Firstly the definition of personhood is not dependent on the presence of any one part of the body. A person who is missing a limb is no less of a person than an able-bodied person. In this distressing case, it is not that there is no head whatsoever, but that no bones have formed in the head. Without wishing to dwell upon the gruesome detail, there will be a brain and presumably a face, but no bone to support the mass. So it isn’t accurate to say that the baby was not a person, or not alive or even lacked a head, but that he or she would not have been able to live outside of the womb.

Personhood is not defined by location, or the eight inches of the birth canal. A person does not suddenly become more human or more alive, by virtue of their passage down the birth canal, or through the walls of the abdomen, in the case of a cesarian.  Location does not determine a human’s worth or value. The process of birth does not render a baby any more human or alive. Neither does mental capacity. A six week old baby is not less of a person because they lack mental reasoning skills,  in the same way that someone suffering from Alzheimer’s is no less of a person, nor someone in a temporary coma for example.

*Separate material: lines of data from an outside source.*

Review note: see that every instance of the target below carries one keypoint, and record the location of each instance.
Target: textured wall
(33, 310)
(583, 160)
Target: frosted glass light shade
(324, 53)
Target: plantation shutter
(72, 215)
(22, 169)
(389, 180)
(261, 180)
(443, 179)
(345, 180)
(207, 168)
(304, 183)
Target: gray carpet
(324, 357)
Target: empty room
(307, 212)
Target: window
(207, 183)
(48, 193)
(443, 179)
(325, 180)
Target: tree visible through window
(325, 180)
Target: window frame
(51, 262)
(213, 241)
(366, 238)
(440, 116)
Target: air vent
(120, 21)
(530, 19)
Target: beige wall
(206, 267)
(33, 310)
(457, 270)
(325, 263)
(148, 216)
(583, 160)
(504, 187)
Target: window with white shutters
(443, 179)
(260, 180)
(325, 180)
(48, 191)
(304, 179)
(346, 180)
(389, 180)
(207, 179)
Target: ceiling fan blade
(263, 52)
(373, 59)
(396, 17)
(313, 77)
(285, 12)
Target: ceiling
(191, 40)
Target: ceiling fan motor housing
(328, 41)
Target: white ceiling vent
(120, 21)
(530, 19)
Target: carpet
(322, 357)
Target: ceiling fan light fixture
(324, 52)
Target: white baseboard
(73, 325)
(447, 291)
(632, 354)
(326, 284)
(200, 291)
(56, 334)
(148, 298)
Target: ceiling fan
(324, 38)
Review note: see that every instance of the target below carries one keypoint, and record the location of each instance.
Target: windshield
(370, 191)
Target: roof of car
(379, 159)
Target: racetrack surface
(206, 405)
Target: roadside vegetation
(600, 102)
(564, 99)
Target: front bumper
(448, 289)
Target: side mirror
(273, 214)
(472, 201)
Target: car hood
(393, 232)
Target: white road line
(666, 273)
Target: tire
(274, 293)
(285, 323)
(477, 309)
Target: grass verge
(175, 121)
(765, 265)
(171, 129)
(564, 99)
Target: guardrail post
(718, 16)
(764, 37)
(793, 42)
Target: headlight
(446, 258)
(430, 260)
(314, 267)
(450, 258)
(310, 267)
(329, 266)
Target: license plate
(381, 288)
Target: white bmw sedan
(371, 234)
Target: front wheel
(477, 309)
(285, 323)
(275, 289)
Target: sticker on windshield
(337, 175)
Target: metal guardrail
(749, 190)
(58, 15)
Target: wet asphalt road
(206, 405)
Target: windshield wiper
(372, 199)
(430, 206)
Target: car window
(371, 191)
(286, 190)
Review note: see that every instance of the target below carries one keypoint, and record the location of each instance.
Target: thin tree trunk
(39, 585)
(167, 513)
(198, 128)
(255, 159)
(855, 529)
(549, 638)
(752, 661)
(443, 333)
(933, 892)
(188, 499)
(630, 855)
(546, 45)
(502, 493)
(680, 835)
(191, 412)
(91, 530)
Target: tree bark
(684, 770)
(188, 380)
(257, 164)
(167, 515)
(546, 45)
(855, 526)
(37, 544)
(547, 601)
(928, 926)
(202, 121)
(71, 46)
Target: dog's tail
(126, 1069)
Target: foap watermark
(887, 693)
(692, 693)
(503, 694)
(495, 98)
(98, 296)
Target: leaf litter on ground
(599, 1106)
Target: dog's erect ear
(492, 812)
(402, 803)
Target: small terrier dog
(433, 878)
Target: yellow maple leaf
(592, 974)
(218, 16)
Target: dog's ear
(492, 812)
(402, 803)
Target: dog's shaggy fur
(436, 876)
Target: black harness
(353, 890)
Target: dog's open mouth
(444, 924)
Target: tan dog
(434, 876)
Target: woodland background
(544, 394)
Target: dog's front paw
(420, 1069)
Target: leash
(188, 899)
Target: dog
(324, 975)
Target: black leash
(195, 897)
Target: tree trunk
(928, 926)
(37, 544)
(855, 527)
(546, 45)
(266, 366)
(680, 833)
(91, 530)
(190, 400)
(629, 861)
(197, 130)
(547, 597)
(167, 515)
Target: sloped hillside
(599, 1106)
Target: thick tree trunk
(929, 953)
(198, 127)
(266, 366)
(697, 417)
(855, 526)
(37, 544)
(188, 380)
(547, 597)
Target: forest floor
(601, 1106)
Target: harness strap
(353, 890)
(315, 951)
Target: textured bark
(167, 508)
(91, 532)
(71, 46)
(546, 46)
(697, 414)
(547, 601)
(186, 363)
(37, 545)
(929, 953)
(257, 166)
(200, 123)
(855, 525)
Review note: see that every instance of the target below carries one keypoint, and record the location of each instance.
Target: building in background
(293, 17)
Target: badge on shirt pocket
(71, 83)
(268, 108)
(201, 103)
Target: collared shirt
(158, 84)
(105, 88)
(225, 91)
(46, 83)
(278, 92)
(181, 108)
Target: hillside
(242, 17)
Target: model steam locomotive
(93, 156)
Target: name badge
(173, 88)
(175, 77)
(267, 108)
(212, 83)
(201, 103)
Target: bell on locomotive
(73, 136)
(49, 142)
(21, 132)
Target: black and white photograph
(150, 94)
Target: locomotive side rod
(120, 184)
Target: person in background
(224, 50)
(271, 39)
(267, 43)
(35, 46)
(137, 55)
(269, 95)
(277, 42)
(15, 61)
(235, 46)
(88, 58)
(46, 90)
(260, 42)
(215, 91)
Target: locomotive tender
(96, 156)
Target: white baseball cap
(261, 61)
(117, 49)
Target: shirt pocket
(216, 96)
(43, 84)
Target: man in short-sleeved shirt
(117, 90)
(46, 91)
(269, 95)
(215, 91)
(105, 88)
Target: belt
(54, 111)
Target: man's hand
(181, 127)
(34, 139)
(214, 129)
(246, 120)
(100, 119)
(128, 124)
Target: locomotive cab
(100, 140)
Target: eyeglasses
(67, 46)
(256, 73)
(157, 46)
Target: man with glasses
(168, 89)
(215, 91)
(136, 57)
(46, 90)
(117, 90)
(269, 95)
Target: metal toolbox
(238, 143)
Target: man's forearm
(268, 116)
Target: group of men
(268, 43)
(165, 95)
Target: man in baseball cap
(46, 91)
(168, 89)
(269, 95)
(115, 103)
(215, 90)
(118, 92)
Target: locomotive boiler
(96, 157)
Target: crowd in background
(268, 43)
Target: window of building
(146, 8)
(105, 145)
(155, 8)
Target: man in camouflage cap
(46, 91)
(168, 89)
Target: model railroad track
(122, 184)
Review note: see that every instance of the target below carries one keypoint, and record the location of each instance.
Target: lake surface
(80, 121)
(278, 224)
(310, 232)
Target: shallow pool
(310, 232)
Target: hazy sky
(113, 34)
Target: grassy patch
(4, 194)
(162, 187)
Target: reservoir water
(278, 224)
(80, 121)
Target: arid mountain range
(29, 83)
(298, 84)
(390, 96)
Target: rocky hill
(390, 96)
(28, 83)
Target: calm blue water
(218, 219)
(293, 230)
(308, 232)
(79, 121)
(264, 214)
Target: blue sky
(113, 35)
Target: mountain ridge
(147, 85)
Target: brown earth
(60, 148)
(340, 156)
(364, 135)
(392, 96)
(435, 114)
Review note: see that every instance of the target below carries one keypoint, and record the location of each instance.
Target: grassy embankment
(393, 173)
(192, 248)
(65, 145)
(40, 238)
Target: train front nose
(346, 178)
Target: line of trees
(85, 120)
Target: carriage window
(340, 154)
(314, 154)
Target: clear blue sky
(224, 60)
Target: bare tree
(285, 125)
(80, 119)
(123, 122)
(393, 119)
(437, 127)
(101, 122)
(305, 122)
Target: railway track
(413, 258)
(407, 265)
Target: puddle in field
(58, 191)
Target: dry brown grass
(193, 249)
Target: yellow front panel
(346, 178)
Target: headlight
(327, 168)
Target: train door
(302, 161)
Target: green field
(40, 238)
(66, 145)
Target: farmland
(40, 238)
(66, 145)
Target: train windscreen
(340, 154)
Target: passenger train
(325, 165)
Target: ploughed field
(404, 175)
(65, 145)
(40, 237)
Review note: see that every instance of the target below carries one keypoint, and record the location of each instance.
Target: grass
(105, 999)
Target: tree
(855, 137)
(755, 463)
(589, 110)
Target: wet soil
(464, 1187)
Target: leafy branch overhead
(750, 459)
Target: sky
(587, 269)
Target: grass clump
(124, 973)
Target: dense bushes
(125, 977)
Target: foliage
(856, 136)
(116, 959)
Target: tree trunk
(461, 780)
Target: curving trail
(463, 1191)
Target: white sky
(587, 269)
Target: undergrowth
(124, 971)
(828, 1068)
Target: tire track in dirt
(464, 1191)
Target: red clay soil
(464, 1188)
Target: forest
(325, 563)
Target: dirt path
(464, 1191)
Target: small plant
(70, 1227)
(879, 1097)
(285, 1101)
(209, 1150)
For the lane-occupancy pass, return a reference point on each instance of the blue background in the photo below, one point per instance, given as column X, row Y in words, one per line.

The law in Northern Ireland  rightly does not allow foetal abnormality as grounds for abortion, which should not be controversial. A civilised society should not approve the principle that people should be terminated on the grounds that they are not able-bodied and therefore their lives of lesser value.

Awful situations such as these are precisely where we must carefully apply principles of moral theology . We cannot commit an intrinsically  evil action in order to bring about a good.

The problem is that the abstract often seems cold, hard, unfeeling and dogmatic when applied to real people and real situations. We cannot forget that there is a real person involved at the centre of such suffering. It’s a difficult balance between not allowing sentiment or empathy to determine what is the correct course of action and yet abandoning all empathy in the process of applying a general principle. Hard cases do make bad law, the heartbreaking situation faced by Sarah Ewart does not justify killing humans in utero en masse as a result of their disability.  Cases such as those of Sarah Ewart are thankfully exceptionally rare, which is another reason, why the law should not be changed, especially not when one considers that a similar law in the UK allows for babies with completely correctable and reversible conditions such as cleft palate, to be aborted up until birth.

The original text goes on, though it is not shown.